In questo e nei prossimi numeri della rubrica ‘Come eravamo’, racconteremo la storia della sanità del Destra Secchia, pubblicando testi tratti dal libro ‘Antichi ospedali nel Destra Secchia dell’Oltrepò mantovano’, di Raffaele Ghirardi (2018, Publipaolini editore), cultore di storia e responsabile delle Attività di cure sub acute dell’ospedale di Borgo Mantovano. Il passato ci aiuta a capire il presente e a costruire il futuro. 

La figura del pellegrino, espressione dell’“Homo viator”, che viveva in povertà e sovente infermo, agli occhi della cristianità costituiva una figura densa di riferimenti valoriali. Il suo viaggio verso il luogo santo costituiva una allegoria del percorso dell’uomo attraverso la vita terrena per raggiungere la sua originaria meta che era la congiunzione con Cristo. Il dovere di sollevarlo dalle sue pene e di preservarlo dai rischi nel suo lungo cammino, come per esempio l’insidia dei briganti, era, per un cristiano che volesse acquisire merito, assoluto, specie per il religioso. In effetti gli Xenodochia si situarono, nell’Occidente cristiano, lungo le antiche vie consolari, un tempo percorse in modo centrifugo dalle legioni romane per conquistare il mondo e successivamente, in modo centripeto, dai pellegrini diretti in Italia, verso i luoghi santi.

Verso il IX secolo il termine Xenodochia, di origine bizantina, lasciava il posto a quello di Hospitale per designare questi luoghi che, oltre a rispondere all’istanza caritatevole, svolgevano pure un ruolo promotore e di trasformazione riguardo all’ambiente e al contesto sociale ove si situavano. Pur rientrando tra le Opere di pietas e quindi referenti sempre all’autorità ecclesiastica, in genere il vescovo, l’ospedale poteva essere gestito anche da personale laico: fratres e sorores per i quali lo stato laicale e l’istanza religiosa si fondevano. Diverse erano le figure che si potevano trovare in questi ambienti: il Portarius, che accoglieva gli ospiti, l’Hospitaliarius religiosorum e pauperorum e il Custos infirmorum erano le figure che accudivano, per i vari aspetti, più direttamente i bisognosi.

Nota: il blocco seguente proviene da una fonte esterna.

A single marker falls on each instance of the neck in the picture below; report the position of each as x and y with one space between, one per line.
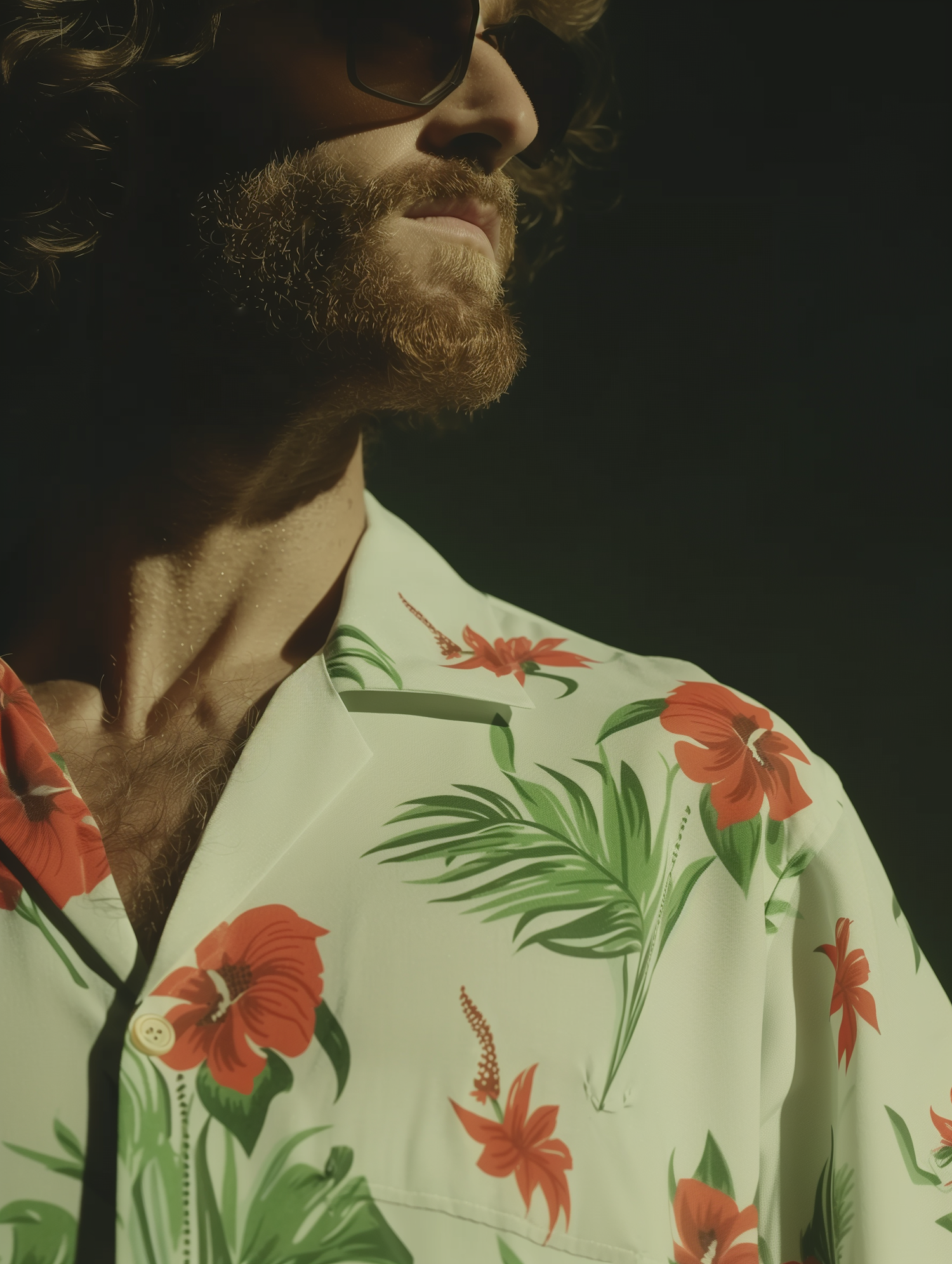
210 627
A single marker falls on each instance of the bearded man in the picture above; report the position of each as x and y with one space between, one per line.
349 914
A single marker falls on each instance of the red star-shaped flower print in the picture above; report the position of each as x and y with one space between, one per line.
258 980
524 1144
710 1224
851 970
510 658
944 1150
740 756
42 820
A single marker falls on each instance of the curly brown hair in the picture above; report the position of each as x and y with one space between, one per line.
67 66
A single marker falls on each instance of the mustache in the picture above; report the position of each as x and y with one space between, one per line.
307 205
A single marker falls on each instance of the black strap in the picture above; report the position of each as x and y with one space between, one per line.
79 943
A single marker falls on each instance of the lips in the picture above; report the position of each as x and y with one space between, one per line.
482 215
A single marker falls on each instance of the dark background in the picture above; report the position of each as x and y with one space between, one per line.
730 444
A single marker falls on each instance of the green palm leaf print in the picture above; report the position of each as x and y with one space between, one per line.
571 882
338 656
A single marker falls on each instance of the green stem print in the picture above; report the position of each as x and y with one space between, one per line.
604 890
776 840
28 910
941 1155
185 1195
339 656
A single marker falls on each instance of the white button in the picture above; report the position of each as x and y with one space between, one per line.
152 1034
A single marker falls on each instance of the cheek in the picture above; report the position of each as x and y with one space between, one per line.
376 150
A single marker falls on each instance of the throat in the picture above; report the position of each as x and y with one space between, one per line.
152 799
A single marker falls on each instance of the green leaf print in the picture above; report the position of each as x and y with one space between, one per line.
506 1253
917 952
338 654
213 1242
713 1169
737 846
244 1114
42 1233
631 714
146 1150
29 912
917 1174
70 1166
832 1214
602 886
774 844
330 1037
345 1224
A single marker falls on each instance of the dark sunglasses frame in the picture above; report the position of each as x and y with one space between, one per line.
532 157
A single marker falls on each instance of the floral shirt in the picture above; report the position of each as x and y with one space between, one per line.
501 947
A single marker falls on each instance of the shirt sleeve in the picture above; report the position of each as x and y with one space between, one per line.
856 1071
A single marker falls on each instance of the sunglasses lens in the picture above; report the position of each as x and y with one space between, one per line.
410 50
550 71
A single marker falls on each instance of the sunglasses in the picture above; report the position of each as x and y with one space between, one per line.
416 52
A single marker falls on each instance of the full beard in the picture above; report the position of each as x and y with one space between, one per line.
307 257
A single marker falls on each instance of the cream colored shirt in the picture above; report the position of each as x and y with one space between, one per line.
501 947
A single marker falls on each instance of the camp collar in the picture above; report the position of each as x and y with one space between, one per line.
405 625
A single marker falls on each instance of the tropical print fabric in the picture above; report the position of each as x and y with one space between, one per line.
501 947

L’Hospitale non era quindi precipuamente il luogo della cura e della guarigione semmai quello del ristoro ove ospitare e nutrire; altro era il luogo, il santuario, ove, attraverso un evento miracoloso, si poteva ottenere il recupero della salute. Le cure elargite in questi ambienti dal personale, senz’altro privo di una cultura medica, erano di carattere generico: la somministrazione di un “regime dietetico” per i poveri malati, di una “potio” a base di “semplici” per lenire le sofferenze, piccoli interventi chirurgici per sanare piaghe e ferite.

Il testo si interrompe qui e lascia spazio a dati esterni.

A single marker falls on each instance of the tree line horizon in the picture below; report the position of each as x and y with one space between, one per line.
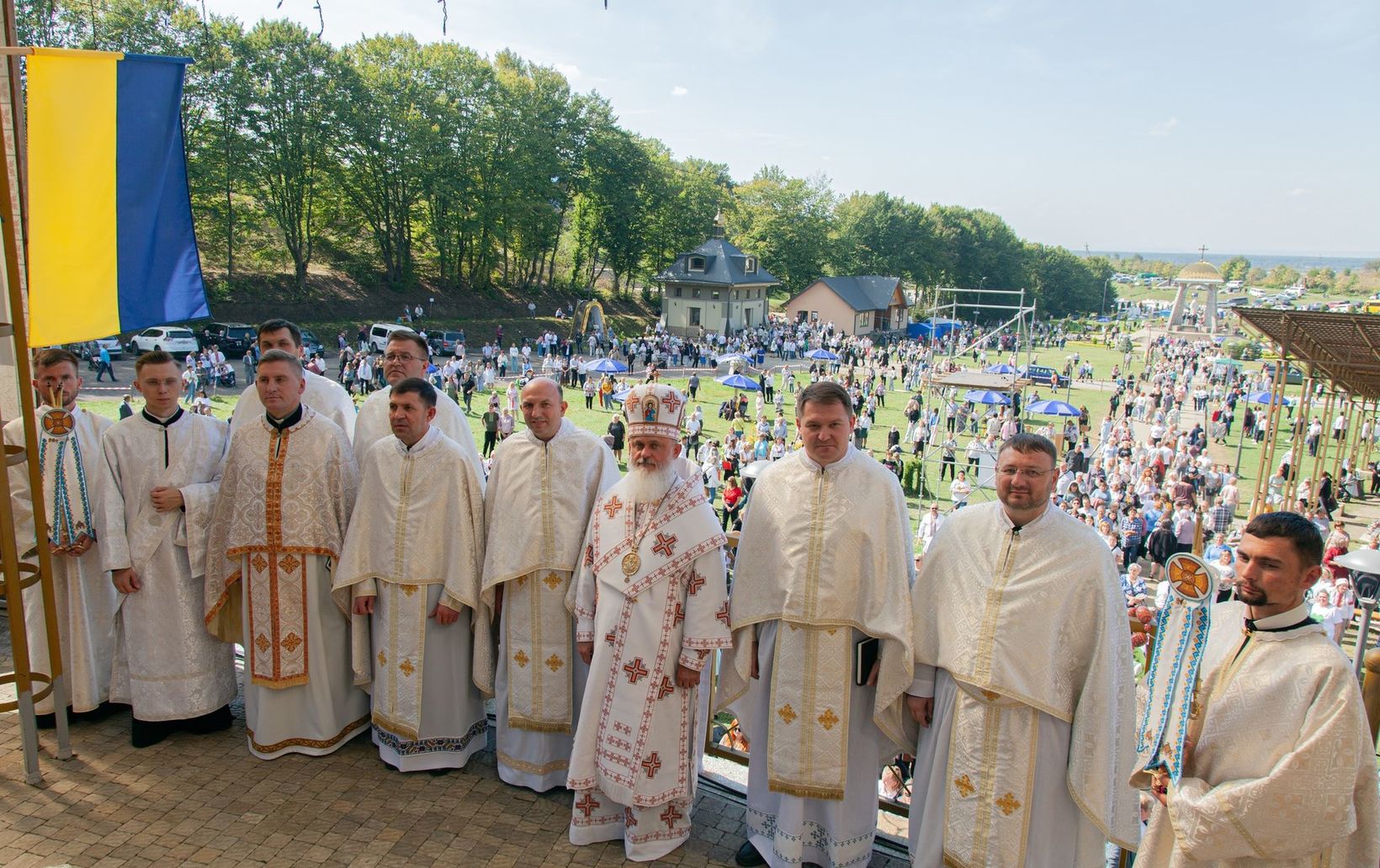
398 161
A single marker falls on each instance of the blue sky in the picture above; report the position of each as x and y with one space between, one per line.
1250 127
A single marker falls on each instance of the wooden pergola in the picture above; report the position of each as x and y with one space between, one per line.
1340 357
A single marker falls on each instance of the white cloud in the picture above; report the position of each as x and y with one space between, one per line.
1164 127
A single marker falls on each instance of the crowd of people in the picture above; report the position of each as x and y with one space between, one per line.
384 574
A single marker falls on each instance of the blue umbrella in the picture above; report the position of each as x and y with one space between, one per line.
1266 398
739 381
985 396
1054 407
606 366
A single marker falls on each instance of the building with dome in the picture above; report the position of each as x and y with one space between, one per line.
1201 276
714 288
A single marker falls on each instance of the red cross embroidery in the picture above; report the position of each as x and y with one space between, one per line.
666 689
670 816
635 671
586 805
666 545
613 505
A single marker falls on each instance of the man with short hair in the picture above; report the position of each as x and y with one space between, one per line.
1023 683
69 463
541 490
411 564
406 355
650 607
821 641
279 522
161 478
1302 788
321 394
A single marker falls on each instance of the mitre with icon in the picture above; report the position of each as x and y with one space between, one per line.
655 410
1172 675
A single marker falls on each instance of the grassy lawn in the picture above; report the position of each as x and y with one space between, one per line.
1095 396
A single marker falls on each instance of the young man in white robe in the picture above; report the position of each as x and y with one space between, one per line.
650 609
162 472
69 461
411 564
1280 764
405 357
824 564
279 523
543 486
321 394
1023 683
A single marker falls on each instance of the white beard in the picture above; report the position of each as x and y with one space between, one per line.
649 484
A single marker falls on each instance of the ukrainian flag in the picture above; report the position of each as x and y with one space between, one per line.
111 241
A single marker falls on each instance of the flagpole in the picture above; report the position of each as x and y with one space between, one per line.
17 575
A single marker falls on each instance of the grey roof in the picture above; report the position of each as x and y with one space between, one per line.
864 292
724 265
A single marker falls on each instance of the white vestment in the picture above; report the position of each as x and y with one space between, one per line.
1281 771
1020 638
420 542
279 523
636 753
536 511
824 562
321 395
82 591
164 664
371 426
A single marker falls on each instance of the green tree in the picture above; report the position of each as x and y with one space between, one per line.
1235 268
289 122
785 222
379 146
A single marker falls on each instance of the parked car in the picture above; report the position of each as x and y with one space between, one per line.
170 338
1038 374
379 336
443 342
233 338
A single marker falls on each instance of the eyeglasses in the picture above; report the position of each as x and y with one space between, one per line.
1023 472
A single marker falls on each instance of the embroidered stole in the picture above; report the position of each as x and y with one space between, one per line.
65 489
990 779
398 675
812 674
539 633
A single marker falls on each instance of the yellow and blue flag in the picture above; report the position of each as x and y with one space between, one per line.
111 239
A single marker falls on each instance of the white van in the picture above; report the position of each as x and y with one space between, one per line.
379 336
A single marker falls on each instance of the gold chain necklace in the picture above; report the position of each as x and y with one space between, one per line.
632 562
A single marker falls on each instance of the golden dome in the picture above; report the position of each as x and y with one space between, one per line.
1198 273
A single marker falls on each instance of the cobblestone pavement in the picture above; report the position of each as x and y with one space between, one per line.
203 801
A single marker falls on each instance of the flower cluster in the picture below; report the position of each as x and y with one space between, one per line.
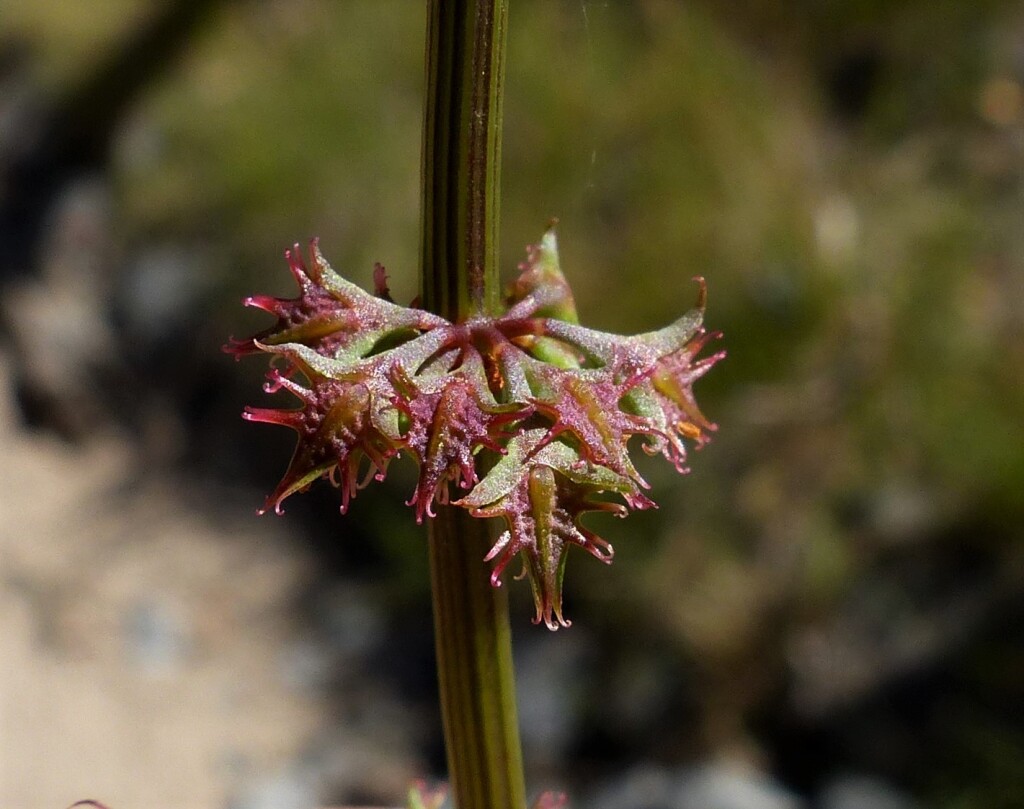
549 405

Di carattere diverso era l’assistenza che veniva praticata nei monasteri per i confratelli malati. In questo ambito erano previsti spazi adibiti: la “domus medicorum”, l’abitazione del monaco medico, il “monacus infirmarius”, con il “claustrum infirmorum” e l’ “hortus simplicium” ove venivano coltivate le erbe officinali e le cui essenze erano raccolte nell’ “armadium pigmentariorum”, l’abbozzo di una farmacia monastica. Solo successivamente, dopo il concilio di Tours del 1163, fu proscritta ai religiosi lo studio e l’esercizio dell’arte medica e della chirurgia in particolare. Gli Hospitalia, a parte casi di significativo consolidamento strutturale e finanziario basato su donazioni e tributi, si caratterizzavano, almeno per l’area presa in considerazione, per una relativa lassità istituzionale e strutturale, fondandosi generalmente sulla buona volontà dei singoli che spontaneamente si aggregavano in un certo luogo, in particolare le attività di gestione e di buon funzionamento erano espletata da un Rettore che, anche dal punto di vista finanziario, doveva annualmente riferire all’autorità, originariamente ecclesiastica e successivamente civile. Ciò rende difficoltoso un tracciamento storico documentale che si sarebbe sviluppato, sotto forma di ordinamenti, registrazioni notarili, lasciti documentati solo nella loro evoluzione storica.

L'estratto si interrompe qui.